The default lightbulb in the store 20 years ago had a tender warm light. The default lightbulb in the store today has garish light, or doesn't dim, or has that ugly plastic half cover. A real decline in quality of life. but sure, we can be dismissive about it, of course you can spend hours on the internet figuring it out (ignoring the fact that it took no effort whatsoever to get nice lighting before).
I mean… just here in this comment section are suggestions for suppliers of premium LEDs that I would trust based on the karma rating of the people who posted the links.
Googling for “premium LED high ratings 95 cri” or searching on Amazon definitely isn’t going to work, because they will just send you to the highest bidder, or the most proficient scammer.
The comment section is great , but if I need to find out quality of a random consumer product, what is the chance I will find it in this comment section? like 1%?
I feel like I’ve been able to make decently informed choices without too much hassle…
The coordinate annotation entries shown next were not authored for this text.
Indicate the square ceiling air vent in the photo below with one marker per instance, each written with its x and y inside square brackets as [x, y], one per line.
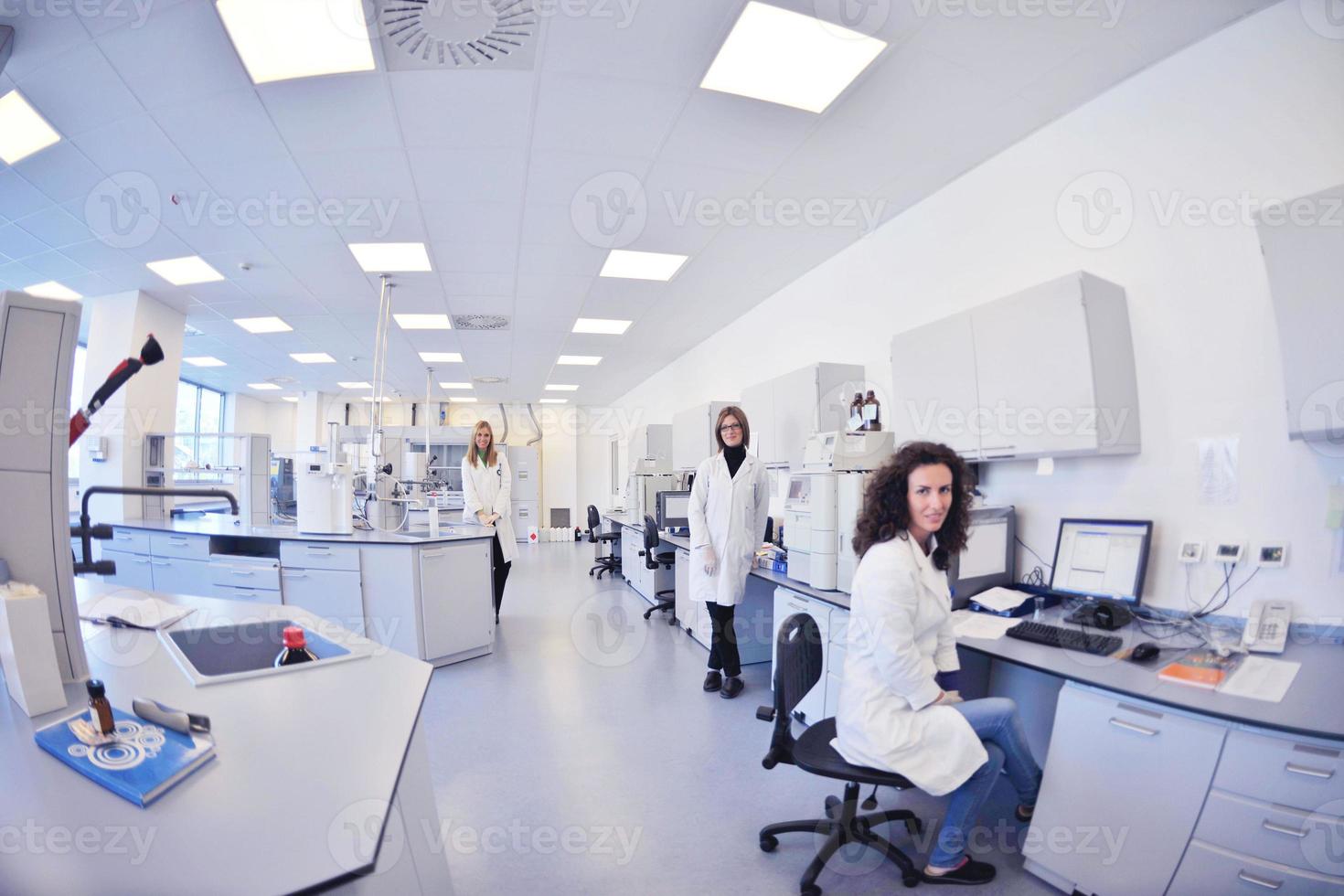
[483, 34]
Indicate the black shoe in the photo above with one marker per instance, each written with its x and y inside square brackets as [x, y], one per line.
[971, 873]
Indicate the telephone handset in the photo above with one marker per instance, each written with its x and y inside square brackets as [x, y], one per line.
[1266, 627]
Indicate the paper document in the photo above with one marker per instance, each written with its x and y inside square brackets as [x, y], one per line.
[133, 609]
[1261, 678]
[968, 624]
[1000, 600]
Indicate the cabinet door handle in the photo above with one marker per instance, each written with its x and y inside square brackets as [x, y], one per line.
[1281, 829]
[1310, 773]
[1260, 881]
[1129, 726]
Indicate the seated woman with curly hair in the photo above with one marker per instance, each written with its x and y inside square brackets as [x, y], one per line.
[894, 710]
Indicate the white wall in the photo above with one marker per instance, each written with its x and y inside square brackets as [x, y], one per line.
[1255, 111]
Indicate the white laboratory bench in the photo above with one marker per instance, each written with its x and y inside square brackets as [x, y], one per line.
[320, 779]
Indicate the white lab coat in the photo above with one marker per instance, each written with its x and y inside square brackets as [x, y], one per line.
[728, 513]
[900, 635]
[488, 489]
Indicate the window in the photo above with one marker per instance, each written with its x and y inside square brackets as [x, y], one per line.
[200, 411]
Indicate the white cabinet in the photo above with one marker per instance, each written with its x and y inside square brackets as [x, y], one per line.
[1306, 266]
[1112, 763]
[1044, 372]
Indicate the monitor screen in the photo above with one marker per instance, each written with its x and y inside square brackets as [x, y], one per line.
[1103, 558]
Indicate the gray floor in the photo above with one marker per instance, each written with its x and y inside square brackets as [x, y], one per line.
[582, 756]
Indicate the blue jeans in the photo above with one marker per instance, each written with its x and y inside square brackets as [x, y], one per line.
[995, 719]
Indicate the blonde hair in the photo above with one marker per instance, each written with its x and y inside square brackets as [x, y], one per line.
[475, 453]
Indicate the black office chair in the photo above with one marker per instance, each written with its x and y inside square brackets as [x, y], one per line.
[797, 667]
[605, 561]
[651, 561]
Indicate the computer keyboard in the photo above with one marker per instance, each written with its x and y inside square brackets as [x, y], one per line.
[1066, 638]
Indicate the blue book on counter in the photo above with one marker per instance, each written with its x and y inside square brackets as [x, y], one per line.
[143, 763]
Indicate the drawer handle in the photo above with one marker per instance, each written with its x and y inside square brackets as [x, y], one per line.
[1310, 773]
[1260, 881]
[1281, 829]
[1129, 726]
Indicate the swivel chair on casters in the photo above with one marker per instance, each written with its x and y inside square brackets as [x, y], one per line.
[605, 561]
[797, 667]
[651, 561]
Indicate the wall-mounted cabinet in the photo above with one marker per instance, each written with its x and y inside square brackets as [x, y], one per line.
[789, 409]
[1044, 372]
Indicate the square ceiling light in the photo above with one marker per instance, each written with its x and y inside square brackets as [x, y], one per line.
[22, 129]
[262, 324]
[788, 58]
[386, 258]
[297, 37]
[185, 272]
[51, 289]
[631, 265]
[423, 321]
[601, 325]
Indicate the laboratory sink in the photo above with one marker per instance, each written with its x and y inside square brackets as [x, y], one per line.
[245, 650]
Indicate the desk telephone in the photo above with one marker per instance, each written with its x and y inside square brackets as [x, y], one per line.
[1266, 627]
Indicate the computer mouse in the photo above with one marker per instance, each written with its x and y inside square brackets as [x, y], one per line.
[1144, 652]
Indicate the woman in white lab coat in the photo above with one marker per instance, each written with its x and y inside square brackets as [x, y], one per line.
[900, 709]
[729, 506]
[486, 484]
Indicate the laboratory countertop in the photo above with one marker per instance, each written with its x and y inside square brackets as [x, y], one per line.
[225, 524]
[297, 753]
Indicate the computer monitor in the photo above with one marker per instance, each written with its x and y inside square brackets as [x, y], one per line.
[674, 509]
[987, 560]
[1103, 559]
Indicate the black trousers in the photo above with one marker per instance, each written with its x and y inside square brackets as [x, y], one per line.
[500, 571]
[723, 641]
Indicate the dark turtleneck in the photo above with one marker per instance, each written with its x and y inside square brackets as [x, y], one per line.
[734, 455]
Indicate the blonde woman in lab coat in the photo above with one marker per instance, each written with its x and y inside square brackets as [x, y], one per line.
[900, 709]
[729, 506]
[486, 484]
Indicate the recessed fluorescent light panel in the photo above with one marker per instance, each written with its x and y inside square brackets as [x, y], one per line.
[423, 321]
[382, 258]
[185, 272]
[51, 289]
[785, 57]
[22, 129]
[601, 325]
[262, 324]
[297, 37]
[629, 265]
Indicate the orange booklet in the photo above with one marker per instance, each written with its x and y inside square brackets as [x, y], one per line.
[1200, 669]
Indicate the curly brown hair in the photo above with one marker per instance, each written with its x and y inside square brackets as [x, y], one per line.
[886, 504]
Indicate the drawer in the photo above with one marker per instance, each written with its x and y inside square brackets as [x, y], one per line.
[319, 555]
[1212, 869]
[1280, 770]
[1306, 840]
[128, 540]
[245, 574]
[256, 595]
[188, 547]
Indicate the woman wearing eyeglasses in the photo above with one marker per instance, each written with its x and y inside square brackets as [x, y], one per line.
[729, 506]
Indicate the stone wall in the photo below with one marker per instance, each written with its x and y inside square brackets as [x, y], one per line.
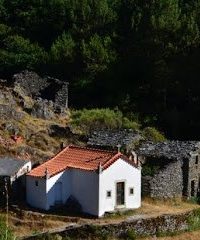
[193, 175]
[167, 182]
[47, 88]
[140, 225]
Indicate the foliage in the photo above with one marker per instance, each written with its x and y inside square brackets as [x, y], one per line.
[91, 119]
[153, 134]
[131, 234]
[5, 233]
[108, 50]
[194, 220]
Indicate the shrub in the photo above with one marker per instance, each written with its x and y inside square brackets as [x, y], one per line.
[152, 134]
[194, 220]
[131, 234]
[87, 120]
[5, 232]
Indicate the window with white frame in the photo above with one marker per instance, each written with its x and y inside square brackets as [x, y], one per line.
[131, 191]
[108, 194]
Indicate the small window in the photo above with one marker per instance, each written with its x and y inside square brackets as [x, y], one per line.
[196, 159]
[131, 191]
[108, 194]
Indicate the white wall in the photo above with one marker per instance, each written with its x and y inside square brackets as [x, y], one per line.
[63, 177]
[85, 185]
[36, 195]
[88, 187]
[120, 171]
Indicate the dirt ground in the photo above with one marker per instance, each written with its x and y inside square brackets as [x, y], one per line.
[184, 236]
[24, 222]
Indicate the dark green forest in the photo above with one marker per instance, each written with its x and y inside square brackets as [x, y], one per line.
[141, 56]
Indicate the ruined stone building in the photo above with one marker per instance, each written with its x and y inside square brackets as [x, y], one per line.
[170, 169]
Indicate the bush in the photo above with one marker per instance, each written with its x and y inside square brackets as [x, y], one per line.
[194, 220]
[152, 134]
[5, 232]
[131, 234]
[87, 120]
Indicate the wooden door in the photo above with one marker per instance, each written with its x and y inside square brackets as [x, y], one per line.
[58, 192]
[120, 193]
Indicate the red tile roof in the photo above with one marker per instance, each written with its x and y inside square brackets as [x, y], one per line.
[77, 157]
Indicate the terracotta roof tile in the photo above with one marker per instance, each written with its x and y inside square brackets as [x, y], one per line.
[77, 157]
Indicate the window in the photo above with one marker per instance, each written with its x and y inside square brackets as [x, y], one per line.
[108, 194]
[131, 191]
[192, 188]
[196, 159]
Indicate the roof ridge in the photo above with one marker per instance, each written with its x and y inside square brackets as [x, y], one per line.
[92, 149]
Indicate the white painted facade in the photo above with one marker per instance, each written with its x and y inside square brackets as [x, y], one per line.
[22, 171]
[88, 187]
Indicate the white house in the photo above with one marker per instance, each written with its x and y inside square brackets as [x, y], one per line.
[101, 181]
[13, 172]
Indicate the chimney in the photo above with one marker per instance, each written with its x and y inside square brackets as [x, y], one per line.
[46, 174]
[118, 148]
[100, 168]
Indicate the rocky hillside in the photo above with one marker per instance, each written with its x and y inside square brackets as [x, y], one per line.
[30, 125]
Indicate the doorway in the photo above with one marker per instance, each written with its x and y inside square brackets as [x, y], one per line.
[58, 193]
[192, 188]
[120, 199]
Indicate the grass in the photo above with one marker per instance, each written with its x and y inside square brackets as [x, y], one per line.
[195, 235]
[25, 223]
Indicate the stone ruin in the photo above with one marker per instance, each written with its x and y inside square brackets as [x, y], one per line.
[36, 87]
[170, 169]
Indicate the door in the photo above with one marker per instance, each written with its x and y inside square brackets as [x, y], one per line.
[120, 193]
[58, 192]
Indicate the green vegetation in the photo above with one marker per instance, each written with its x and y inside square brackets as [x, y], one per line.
[87, 120]
[153, 134]
[142, 56]
[5, 232]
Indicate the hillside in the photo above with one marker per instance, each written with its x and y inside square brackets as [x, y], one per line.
[31, 127]
[35, 122]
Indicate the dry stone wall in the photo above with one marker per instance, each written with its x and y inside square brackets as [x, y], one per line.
[166, 183]
[141, 226]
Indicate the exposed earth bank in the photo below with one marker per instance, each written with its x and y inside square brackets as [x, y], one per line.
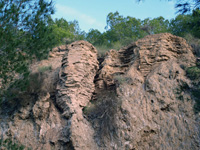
[131, 99]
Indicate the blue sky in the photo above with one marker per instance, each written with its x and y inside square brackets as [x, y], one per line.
[93, 13]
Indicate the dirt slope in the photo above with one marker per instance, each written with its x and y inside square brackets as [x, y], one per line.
[128, 101]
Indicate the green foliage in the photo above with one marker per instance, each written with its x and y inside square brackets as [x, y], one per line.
[8, 144]
[24, 35]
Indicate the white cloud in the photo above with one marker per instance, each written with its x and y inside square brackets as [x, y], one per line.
[77, 15]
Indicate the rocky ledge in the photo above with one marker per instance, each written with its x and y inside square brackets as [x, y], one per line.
[128, 101]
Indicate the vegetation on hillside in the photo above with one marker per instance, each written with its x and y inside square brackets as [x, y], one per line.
[27, 32]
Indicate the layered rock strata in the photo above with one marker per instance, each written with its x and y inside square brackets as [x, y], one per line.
[133, 101]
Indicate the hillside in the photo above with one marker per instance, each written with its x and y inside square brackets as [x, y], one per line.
[133, 99]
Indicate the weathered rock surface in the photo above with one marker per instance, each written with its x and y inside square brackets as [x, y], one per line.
[147, 75]
[129, 102]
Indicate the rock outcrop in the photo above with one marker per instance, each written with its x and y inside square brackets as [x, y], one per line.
[132, 100]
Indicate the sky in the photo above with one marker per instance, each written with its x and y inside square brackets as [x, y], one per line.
[92, 13]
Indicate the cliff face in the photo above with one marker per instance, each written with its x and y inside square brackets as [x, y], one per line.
[127, 101]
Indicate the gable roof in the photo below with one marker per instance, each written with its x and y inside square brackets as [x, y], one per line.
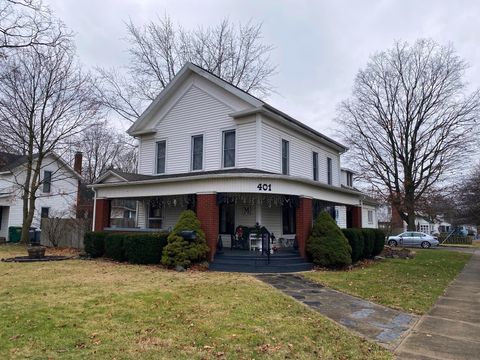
[259, 106]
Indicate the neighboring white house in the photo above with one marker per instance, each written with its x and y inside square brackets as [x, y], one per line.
[57, 195]
[211, 147]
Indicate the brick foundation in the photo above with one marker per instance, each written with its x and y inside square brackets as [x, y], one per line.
[303, 223]
[102, 214]
[208, 214]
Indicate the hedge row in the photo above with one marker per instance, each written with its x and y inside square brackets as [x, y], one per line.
[144, 248]
[365, 243]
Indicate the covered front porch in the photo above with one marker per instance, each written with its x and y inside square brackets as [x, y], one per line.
[226, 216]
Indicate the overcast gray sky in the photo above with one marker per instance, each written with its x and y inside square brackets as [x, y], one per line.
[319, 45]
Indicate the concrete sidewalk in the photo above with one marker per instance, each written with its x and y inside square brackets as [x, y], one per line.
[372, 321]
[451, 329]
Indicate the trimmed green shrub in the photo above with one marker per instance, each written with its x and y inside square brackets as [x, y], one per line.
[355, 239]
[327, 246]
[114, 247]
[94, 243]
[144, 248]
[368, 243]
[379, 242]
[180, 252]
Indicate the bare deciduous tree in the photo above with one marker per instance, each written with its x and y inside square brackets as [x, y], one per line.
[408, 120]
[159, 50]
[25, 23]
[45, 98]
[103, 148]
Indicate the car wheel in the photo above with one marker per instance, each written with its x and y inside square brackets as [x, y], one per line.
[425, 244]
[392, 243]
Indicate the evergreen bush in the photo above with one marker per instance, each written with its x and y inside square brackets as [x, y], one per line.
[94, 243]
[180, 252]
[379, 242]
[368, 243]
[144, 248]
[355, 239]
[114, 246]
[327, 246]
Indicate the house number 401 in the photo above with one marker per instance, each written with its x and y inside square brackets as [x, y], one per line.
[264, 187]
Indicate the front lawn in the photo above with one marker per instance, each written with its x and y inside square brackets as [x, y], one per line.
[96, 309]
[411, 285]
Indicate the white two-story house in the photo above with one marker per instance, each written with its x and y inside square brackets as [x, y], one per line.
[211, 147]
[56, 196]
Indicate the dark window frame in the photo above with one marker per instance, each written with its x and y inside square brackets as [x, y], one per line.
[226, 224]
[44, 212]
[315, 165]
[231, 151]
[289, 220]
[158, 158]
[285, 157]
[329, 171]
[195, 154]
[47, 181]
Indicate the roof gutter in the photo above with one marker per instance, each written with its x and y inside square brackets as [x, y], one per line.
[228, 176]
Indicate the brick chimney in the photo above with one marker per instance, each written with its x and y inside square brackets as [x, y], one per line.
[77, 162]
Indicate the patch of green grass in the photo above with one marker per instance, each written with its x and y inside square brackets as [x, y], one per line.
[412, 285]
[96, 309]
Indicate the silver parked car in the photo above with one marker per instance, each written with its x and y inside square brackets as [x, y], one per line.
[413, 238]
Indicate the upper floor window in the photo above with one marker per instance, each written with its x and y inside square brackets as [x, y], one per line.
[285, 157]
[197, 152]
[370, 216]
[161, 154]
[315, 166]
[229, 148]
[47, 181]
[349, 179]
[329, 171]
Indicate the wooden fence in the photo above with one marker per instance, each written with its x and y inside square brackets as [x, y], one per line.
[64, 232]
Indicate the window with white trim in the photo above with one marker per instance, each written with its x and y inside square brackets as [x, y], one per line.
[315, 165]
[285, 157]
[161, 155]
[370, 216]
[197, 152]
[229, 148]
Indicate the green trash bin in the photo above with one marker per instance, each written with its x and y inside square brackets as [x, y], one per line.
[14, 234]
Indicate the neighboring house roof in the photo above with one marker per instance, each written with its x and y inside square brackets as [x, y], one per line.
[9, 162]
[259, 106]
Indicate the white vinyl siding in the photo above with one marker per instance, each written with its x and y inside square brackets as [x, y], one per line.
[229, 141]
[197, 152]
[301, 150]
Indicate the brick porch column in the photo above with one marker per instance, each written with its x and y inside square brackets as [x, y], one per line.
[304, 216]
[208, 214]
[102, 214]
[356, 217]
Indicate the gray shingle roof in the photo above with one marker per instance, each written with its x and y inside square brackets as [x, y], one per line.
[140, 177]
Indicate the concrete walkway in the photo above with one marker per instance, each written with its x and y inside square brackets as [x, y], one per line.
[451, 329]
[375, 322]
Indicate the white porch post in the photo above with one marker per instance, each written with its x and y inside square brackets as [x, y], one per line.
[258, 211]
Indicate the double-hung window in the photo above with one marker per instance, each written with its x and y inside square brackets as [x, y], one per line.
[329, 171]
[315, 166]
[229, 148]
[47, 181]
[285, 157]
[161, 155]
[197, 152]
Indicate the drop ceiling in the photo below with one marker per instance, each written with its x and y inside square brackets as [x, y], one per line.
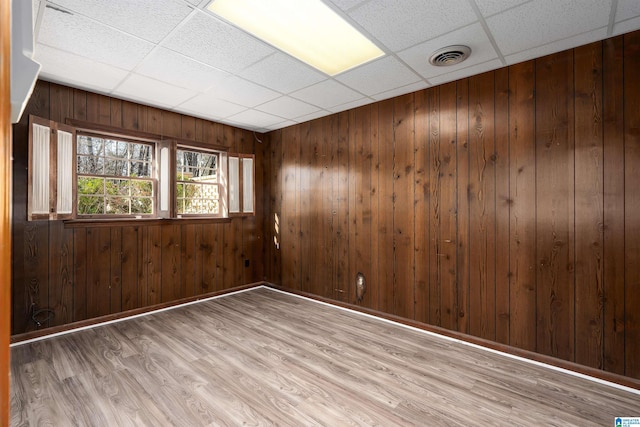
[176, 55]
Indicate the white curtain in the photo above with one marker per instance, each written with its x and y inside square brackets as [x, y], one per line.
[40, 174]
[65, 172]
[234, 185]
[247, 185]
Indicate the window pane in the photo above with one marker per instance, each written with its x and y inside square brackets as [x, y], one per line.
[116, 167]
[141, 188]
[90, 165]
[118, 205]
[90, 205]
[115, 148]
[121, 160]
[142, 205]
[117, 187]
[90, 145]
[90, 185]
[140, 169]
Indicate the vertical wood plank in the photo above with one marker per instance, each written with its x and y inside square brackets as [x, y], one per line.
[632, 202]
[344, 149]
[170, 271]
[188, 266]
[435, 244]
[502, 204]
[305, 195]
[554, 205]
[130, 259]
[588, 154]
[290, 231]
[448, 207]
[374, 280]
[385, 207]
[154, 265]
[171, 124]
[98, 277]
[614, 196]
[403, 207]
[61, 273]
[421, 206]
[80, 274]
[115, 282]
[130, 116]
[210, 258]
[522, 183]
[463, 255]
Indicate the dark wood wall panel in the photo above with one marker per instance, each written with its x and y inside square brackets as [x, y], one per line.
[503, 205]
[82, 273]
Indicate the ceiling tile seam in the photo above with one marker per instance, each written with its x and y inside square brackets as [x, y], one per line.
[612, 17]
[73, 12]
[491, 15]
[486, 29]
[557, 41]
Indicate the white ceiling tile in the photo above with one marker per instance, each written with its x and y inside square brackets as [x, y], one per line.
[242, 92]
[74, 70]
[350, 105]
[545, 21]
[626, 26]
[471, 71]
[400, 24]
[627, 9]
[83, 37]
[256, 118]
[217, 43]
[160, 16]
[312, 116]
[401, 91]
[209, 106]
[152, 91]
[288, 108]
[347, 4]
[326, 94]
[474, 36]
[378, 76]
[491, 7]
[171, 67]
[282, 73]
[558, 46]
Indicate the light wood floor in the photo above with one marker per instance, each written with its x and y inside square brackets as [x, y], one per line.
[266, 358]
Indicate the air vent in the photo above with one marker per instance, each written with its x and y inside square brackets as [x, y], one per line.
[450, 55]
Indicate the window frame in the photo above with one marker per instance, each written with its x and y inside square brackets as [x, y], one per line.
[160, 179]
[222, 177]
[153, 178]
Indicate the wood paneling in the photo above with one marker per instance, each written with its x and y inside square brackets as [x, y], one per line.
[503, 205]
[5, 207]
[81, 273]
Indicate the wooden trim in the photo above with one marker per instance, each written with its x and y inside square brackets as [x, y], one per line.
[549, 360]
[5, 207]
[129, 222]
[124, 314]
[106, 130]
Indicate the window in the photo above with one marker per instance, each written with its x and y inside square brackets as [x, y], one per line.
[114, 177]
[105, 173]
[198, 183]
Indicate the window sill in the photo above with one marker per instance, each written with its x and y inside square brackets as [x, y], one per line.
[129, 222]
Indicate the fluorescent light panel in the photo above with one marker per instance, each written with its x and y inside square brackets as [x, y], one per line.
[305, 29]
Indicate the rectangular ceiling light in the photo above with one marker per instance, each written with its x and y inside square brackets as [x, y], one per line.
[306, 29]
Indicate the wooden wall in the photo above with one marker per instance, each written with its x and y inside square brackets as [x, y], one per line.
[85, 272]
[505, 205]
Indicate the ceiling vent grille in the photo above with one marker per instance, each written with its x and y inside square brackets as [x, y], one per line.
[450, 55]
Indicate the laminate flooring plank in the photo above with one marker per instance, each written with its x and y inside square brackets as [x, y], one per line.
[262, 357]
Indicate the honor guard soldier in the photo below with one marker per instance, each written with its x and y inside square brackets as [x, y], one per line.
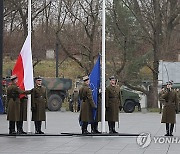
[113, 104]
[94, 124]
[87, 104]
[170, 108]
[161, 100]
[39, 104]
[13, 112]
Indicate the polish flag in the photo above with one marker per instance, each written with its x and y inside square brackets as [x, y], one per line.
[23, 68]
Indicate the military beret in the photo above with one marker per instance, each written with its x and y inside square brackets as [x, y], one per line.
[85, 78]
[112, 78]
[38, 78]
[13, 77]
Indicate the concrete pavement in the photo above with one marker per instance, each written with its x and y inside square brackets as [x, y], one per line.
[60, 122]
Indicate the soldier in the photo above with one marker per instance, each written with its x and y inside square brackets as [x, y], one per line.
[170, 109]
[4, 95]
[23, 114]
[113, 104]
[39, 104]
[87, 104]
[178, 95]
[13, 112]
[75, 96]
[94, 124]
[161, 100]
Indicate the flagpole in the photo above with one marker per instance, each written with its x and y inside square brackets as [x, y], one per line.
[103, 69]
[29, 96]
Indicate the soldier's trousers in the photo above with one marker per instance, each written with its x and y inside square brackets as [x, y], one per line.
[19, 125]
[38, 126]
[11, 127]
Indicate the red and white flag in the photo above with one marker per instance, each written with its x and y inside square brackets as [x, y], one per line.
[23, 68]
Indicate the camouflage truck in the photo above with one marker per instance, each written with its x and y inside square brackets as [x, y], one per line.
[57, 91]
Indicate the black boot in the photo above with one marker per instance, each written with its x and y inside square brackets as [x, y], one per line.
[171, 130]
[167, 129]
[21, 127]
[84, 128]
[110, 127]
[36, 127]
[96, 128]
[12, 127]
[113, 127]
[39, 127]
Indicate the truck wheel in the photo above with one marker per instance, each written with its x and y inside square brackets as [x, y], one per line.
[129, 106]
[54, 102]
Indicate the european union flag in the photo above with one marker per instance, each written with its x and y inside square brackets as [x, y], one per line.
[95, 83]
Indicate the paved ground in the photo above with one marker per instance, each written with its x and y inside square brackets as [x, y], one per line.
[58, 122]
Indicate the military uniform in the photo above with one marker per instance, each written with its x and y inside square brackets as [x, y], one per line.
[87, 104]
[113, 105]
[39, 104]
[4, 98]
[94, 124]
[169, 110]
[23, 114]
[13, 111]
[161, 100]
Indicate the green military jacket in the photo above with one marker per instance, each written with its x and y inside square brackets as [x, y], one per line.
[39, 103]
[87, 103]
[113, 102]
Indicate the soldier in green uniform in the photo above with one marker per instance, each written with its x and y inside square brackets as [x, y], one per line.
[161, 100]
[39, 104]
[23, 114]
[94, 124]
[87, 104]
[170, 109]
[113, 104]
[13, 112]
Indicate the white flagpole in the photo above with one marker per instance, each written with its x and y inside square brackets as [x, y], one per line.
[103, 69]
[29, 96]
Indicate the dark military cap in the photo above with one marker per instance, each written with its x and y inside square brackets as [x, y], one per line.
[13, 77]
[38, 78]
[112, 78]
[85, 78]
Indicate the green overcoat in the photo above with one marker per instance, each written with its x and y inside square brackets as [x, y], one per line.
[87, 104]
[170, 107]
[13, 105]
[113, 102]
[39, 103]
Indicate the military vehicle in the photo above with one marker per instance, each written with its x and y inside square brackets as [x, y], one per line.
[57, 91]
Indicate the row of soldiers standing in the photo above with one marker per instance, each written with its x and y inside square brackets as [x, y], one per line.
[17, 106]
[113, 105]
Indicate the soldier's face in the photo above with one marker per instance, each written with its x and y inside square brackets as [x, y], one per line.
[16, 80]
[113, 81]
[38, 82]
[169, 85]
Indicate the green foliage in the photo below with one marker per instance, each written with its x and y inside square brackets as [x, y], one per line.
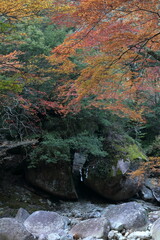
[54, 148]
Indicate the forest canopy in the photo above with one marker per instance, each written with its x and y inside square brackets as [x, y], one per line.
[64, 57]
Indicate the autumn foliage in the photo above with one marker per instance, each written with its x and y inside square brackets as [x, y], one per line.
[117, 42]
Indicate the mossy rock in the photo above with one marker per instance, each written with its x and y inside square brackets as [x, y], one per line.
[110, 176]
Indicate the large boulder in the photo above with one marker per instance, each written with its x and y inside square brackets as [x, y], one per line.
[111, 176]
[54, 178]
[96, 227]
[129, 215]
[43, 223]
[155, 230]
[11, 229]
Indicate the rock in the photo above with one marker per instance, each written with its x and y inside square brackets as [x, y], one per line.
[110, 176]
[53, 236]
[66, 237]
[155, 230]
[146, 194]
[11, 229]
[129, 215]
[153, 216]
[45, 222]
[54, 178]
[139, 235]
[151, 189]
[22, 215]
[95, 227]
[114, 235]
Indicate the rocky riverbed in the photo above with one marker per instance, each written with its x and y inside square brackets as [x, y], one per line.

Recent purchases include usb cables, rechargeable batteries & USB power pack, LCD monitor, SSDs, multivitamins, torque wrench, belt sander, pressure washer, washing machine, gluten-free pastas and baking mixes, video games…
LED bulbs are kind of a pathological case, along with things like USB cables, speaker wire... If you want something better than the lowest common denominator it’s very hard because they are nearly indistinguishable from the outside and take a long time to fail.
But for example shopping and comparing washing machines online wasn’t terrible. You can narrow down the list very easily based on your requirements and budget, probably you end up with 2 choices that both seem great, you can watch videos of them running, and then you pick the one assembled in your home country or the one that makes a more pleasant ding when it turns on, and call it a day? Obviously the “reviews” are all fake, but the point isn’t for someone to tell you what to buy, but that all the options are readily discoverable while I’m lying in bed on my phone.
Reddit's /r/buyitforlife 's 1.4 million subscribers and probably 10x as many people that visit without joining reddit and the subsequent similar population of people scraping that data and consuming the scraped data... I think they would disagree with you.
That said, even if that's generously 100 million people that's a drop in the bucket compared to the rest of the population of consumers that couldn't care less.
Most people don’t want to pay the premium and don’t value the benefits that come with that premium.